I have already tried experimenting with linux dirty_ratio etc. You can only fine tune up to a limit. The backup process
stillfills up the buffer cache very quickly. Yes, my database is about 5-6 GB in size and will grow bigger over time.
If wish there was a way to slow down pg_basebackup or force it to use direct I/O.
________________________________________
From: Haribabu Kommi [kommi.haribabu@gmail.com]
Sent: Monday, March 10, 2014 8:31 PM
To: Aggarwal, Ajay
Cc: pgsql-general@postgresql.org
Subject: Re: [GENERAL] replication timeout in pg_basebackup
On Tue, Mar 11, 2014 at 7:07 AM, Aggarwal, Ajay <aaggarwal@verizon.com> wrote:
> Thanks Hari Babu.
>
> I think what is happening is that my dirty cache builds up quickly for the
> volume where I am backing up. This would trigger flush of these dirty pages
> to the disk. While this flush is going on pg_basebackup tries to do fsync()
> on a received WAL file and gets blocked.
But the sync is executed for every WAL file finish.

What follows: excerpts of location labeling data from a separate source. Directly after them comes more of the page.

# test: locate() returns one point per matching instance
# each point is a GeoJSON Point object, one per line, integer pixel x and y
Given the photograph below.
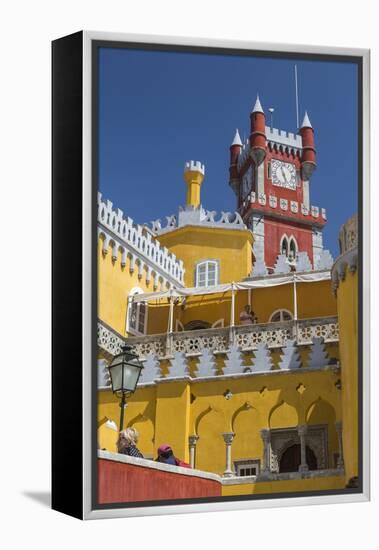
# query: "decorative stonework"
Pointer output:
{"type": "Point", "coordinates": [151, 370]}
{"type": "Point", "coordinates": [283, 204]}
{"type": "Point", "coordinates": [290, 359]}
{"type": "Point", "coordinates": [318, 357]}
{"type": "Point", "coordinates": [178, 366]}
{"type": "Point", "coordinates": [217, 340]}
{"type": "Point", "coordinates": [273, 201]}
{"type": "Point", "coordinates": [348, 237]}
{"type": "Point", "coordinates": [262, 199]}
{"type": "Point", "coordinates": [207, 364]}
{"type": "Point", "coordinates": [315, 439]}
{"type": "Point", "coordinates": [199, 216]}
{"type": "Point", "coordinates": [108, 340]}
{"type": "Point", "coordinates": [293, 142]}
{"type": "Point", "coordinates": [303, 263]}
{"type": "Point", "coordinates": [294, 207]}
{"type": "Point", "coordinates": [233, 363]}
{"type": "Point", "coordinates": [348, 259]}
{"type": "Point", "coordinates": [325, 260]}
{"type": "Point", "coordinates": [262, 361]}
{"type": "Point", "coordinates": [103, 376]}
{"type": "Point", "coordinates": [281, 265]}
{"type": "Point", "coordinates": [136, 244]}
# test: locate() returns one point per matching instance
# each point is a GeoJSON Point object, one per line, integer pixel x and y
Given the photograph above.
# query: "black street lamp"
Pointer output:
{"type": "Point", "coordinates": [125, 371]}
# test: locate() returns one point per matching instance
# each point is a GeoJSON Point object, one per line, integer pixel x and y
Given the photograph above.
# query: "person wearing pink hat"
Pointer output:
{"type": "Point", "coordinates": [166, 455]}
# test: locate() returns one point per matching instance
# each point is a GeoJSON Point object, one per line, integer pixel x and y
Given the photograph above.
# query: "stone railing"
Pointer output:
{"type": "Point", "coordinates": [245, 337]}
{"type": "Point", "coordinates": [141, 247]}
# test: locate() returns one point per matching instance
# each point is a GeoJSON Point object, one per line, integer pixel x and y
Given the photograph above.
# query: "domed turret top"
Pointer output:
{"type": "Point", "coordinates": [257, 107]}
{"type": "Point", "coordinates": [306, 122]}
{"type": "Point", "coordinates": [237, 139]}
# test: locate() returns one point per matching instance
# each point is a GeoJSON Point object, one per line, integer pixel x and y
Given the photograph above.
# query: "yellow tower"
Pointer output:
{"type": "Point", "coordinates": [345, 280]}
{"type": "Point", "coordinates": [194, 173]}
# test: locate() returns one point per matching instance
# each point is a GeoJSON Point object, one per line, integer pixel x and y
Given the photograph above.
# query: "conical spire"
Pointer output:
{"type": "Point", "coordinates": [237, 139]}
{"type": "Point", "coordinates": [257, 106]}
{"type": "Point", "coordinates": [306, 121]}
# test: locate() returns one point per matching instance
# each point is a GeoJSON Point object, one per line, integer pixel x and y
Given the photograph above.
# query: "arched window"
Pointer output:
{"type": "Point", "coordinates": [284, 246]}
{"type": "Point", "coordinates": [207, 273]}
{"type": "Point", "coordinates": [292, 250]}
{"type": "Point", "coordinates": [280, 315]}
{"type": "Point", "coordinates": [137, 314]}
{"type": "Point", "coordinates": [289, 248]}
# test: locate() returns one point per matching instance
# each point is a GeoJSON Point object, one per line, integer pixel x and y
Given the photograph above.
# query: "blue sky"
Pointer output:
{"type": "Point", "coordinates": [160, 109]}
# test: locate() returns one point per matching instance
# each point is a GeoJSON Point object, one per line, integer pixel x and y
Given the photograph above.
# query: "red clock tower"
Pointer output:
{"type": "Point", "coordinates": [270, 175]}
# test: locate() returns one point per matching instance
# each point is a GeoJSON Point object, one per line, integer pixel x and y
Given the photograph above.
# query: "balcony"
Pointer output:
{"type": "Point", "coordinates": [220, 340]}
{"type": "Point", "coordinates": [123, 479]}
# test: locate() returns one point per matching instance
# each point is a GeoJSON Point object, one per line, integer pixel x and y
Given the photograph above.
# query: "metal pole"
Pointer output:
{"type": "Point", "coordinates": [297, 100]}
{"type": "Point", "coordinates": [232, 308]}
{"type": "Point", "coordinates": [294, 298]}
{"type": "Point", "coordinates": [122, 405]}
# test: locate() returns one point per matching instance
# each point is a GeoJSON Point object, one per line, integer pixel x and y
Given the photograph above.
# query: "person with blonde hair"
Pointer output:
{"type": "Point", "coordinates": [127, 443]}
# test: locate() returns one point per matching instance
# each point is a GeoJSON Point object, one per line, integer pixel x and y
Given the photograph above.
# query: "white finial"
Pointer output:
{"type": "Point", "coordinates": [257, 106]}
{"type": "Point", "coordinates": [237, 139]}
{"type": "Point", "coordinates": [306, 121]}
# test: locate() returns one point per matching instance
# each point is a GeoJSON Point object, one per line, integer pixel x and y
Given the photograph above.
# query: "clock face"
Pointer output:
{"type": "Point", "coordinates": [283, 174]}
{"type": "Point", "coordinates": [247, 182]}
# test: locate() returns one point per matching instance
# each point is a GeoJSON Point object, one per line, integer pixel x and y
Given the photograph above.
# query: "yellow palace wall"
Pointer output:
{"type": "Point", "coordinates": [347, 294]}
{"type": "Point", "coordinates": [168, 412]}
{"type": "Point", "coordinates": [313, 300]}
{"type": "Point", "coordinates": [231, 247]}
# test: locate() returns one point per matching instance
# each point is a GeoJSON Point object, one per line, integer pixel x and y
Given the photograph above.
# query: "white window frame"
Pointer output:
{"type": "Point", "coordinates": [129, 328]}
{"type": "Point", "coordinates": [245, 464]}
{"type": "Point", "coordinates": [289, 240]}
{"type": "Point", "coordinates": [281, 311]}
{"type": "Point", "coordinates": [206, 263]}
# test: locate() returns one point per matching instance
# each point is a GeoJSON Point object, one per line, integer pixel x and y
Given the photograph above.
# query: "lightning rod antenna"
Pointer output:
{"type": "Point", "coordinates": [296, 99]}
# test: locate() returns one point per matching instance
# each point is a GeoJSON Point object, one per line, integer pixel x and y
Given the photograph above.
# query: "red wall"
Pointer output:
{"type": "Point", "coordinates": [274, 230]}
{"type": "Point", "coordinates": [120, 482]}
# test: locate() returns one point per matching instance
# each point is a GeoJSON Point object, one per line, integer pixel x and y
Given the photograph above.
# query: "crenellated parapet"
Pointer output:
{"type": "Point", "coordinates": [287, 139]}
{"type": "Point", "coordinates": [277, 140]}
{"type": "Point", "coordinates": [199, 216]}
{"type": "Point", "coordinates": [135, 245]}
{"type": "Point", "coordinates": [286, 208]}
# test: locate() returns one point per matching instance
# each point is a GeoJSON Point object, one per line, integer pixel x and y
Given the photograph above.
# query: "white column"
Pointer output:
{"type": "Point", "coordinates": [171, 315]}
{"type": "Point", "coordinates": [266, 438]}
{"type": "Point", "coordinates": [192, 442]}
{"type": "Point", "coordinates": [295, 307]}
{"type": "Point", "coordinates": [232, 317]}
{"type": "Point", "coordinates": [228, 438]}
{"type": "Point", "coordinates": [302, 430]}
{"type": "Point", "coordinates": [340, 460]}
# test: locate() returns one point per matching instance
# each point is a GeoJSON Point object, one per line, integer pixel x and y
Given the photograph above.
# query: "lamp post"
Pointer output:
{"type": "Point", "coordinates": [125, 370]}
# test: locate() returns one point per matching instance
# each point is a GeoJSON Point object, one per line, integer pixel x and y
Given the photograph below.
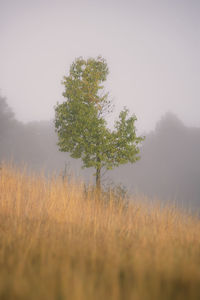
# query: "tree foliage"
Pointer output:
{"type": "Point", "coordinates": [81, 125]}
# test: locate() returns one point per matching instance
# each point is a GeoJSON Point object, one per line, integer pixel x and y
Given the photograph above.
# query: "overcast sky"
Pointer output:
{"type": "Point", "coordinates": [152, 48]}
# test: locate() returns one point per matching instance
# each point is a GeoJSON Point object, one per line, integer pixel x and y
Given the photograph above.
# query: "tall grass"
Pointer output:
{"type": "Point", "coordinates": [57, 242]}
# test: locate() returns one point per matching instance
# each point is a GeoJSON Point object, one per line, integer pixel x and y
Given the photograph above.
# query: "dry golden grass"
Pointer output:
{"type": "Point", "coordinates": [57, 243]}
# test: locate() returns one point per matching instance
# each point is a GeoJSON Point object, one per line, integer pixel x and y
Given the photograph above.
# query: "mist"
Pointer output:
{"type": "Point", "coordinates": [151, 47]}
{"type": "Point", "coordinates": [169, 168]}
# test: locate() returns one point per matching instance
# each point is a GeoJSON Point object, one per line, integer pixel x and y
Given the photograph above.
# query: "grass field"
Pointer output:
{"type": "Point", "coordinates": [56, 242]}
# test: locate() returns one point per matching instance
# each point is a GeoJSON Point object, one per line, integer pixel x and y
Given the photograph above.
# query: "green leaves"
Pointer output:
{"type": "Point", "coordinates": [80, 124]}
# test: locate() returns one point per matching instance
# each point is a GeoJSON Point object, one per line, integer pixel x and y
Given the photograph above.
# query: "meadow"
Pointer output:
{"type": "Point", "coordinates": [58, 241]}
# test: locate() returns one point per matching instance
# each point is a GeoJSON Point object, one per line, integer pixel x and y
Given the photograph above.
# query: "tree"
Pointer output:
{"type": "Point", "coordinates": [81, 125]}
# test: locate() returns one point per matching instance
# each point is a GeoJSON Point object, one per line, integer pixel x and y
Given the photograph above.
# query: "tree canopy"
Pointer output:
{"type": "Point", "coordinates": [81, 124]}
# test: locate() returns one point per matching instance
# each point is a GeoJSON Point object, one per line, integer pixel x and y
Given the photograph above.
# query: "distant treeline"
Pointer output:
{"type": "Point", "coordinates": [169, 167]}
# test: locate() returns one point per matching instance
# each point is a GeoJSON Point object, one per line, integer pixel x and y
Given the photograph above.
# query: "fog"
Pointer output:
{"type": "Point", "coordinates": [169, 168]}
{"type": "Point", "coordinates": [152, 48]}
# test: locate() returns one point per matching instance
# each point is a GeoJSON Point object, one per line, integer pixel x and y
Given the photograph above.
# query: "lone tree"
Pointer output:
{"type": "Point", "coordinates": [81, 125]}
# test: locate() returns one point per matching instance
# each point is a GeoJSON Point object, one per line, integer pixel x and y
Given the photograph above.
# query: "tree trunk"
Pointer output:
{"type": "Point", "coordinates": [98, 179]}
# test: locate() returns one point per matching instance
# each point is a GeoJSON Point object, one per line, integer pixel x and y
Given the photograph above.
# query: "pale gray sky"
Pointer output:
{"type": "Point", "coordinates": [152, 48]}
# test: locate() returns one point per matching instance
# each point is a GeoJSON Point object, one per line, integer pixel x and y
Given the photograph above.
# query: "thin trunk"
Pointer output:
{"type": "Point", "coordinates": [98, 179]}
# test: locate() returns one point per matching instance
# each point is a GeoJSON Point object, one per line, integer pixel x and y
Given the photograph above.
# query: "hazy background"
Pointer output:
{"type": "Point", "coordinates": [152, 49]}
{"type": "Point", "coordinates": [153, 53]}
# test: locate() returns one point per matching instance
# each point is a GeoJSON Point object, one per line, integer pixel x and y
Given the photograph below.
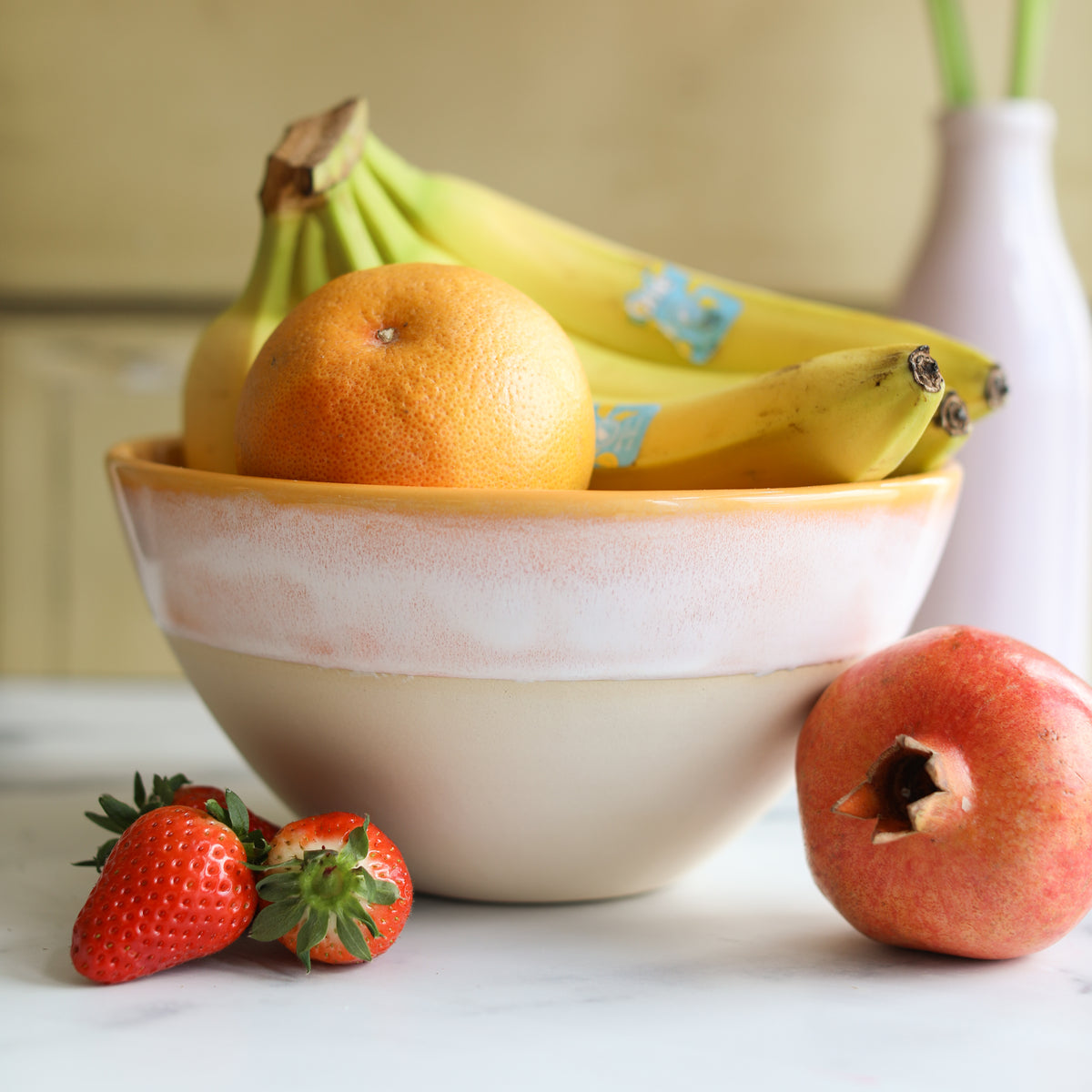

Does your database
is big in size?
Does your setup is write-heavy operations?
In Linux when it tries to write a bunch of buffers at once, the fysnc
call might block for some time.
In the following link there are some "Tuning Recommendations for
write-heavy operations" which might be useful to you.
http://www.westnet.com/~gsmith/content/linux-pdflush.htm
Any other ideas to handle these kind of problems?
Regards,
Hari Babu
Fujitsu Australia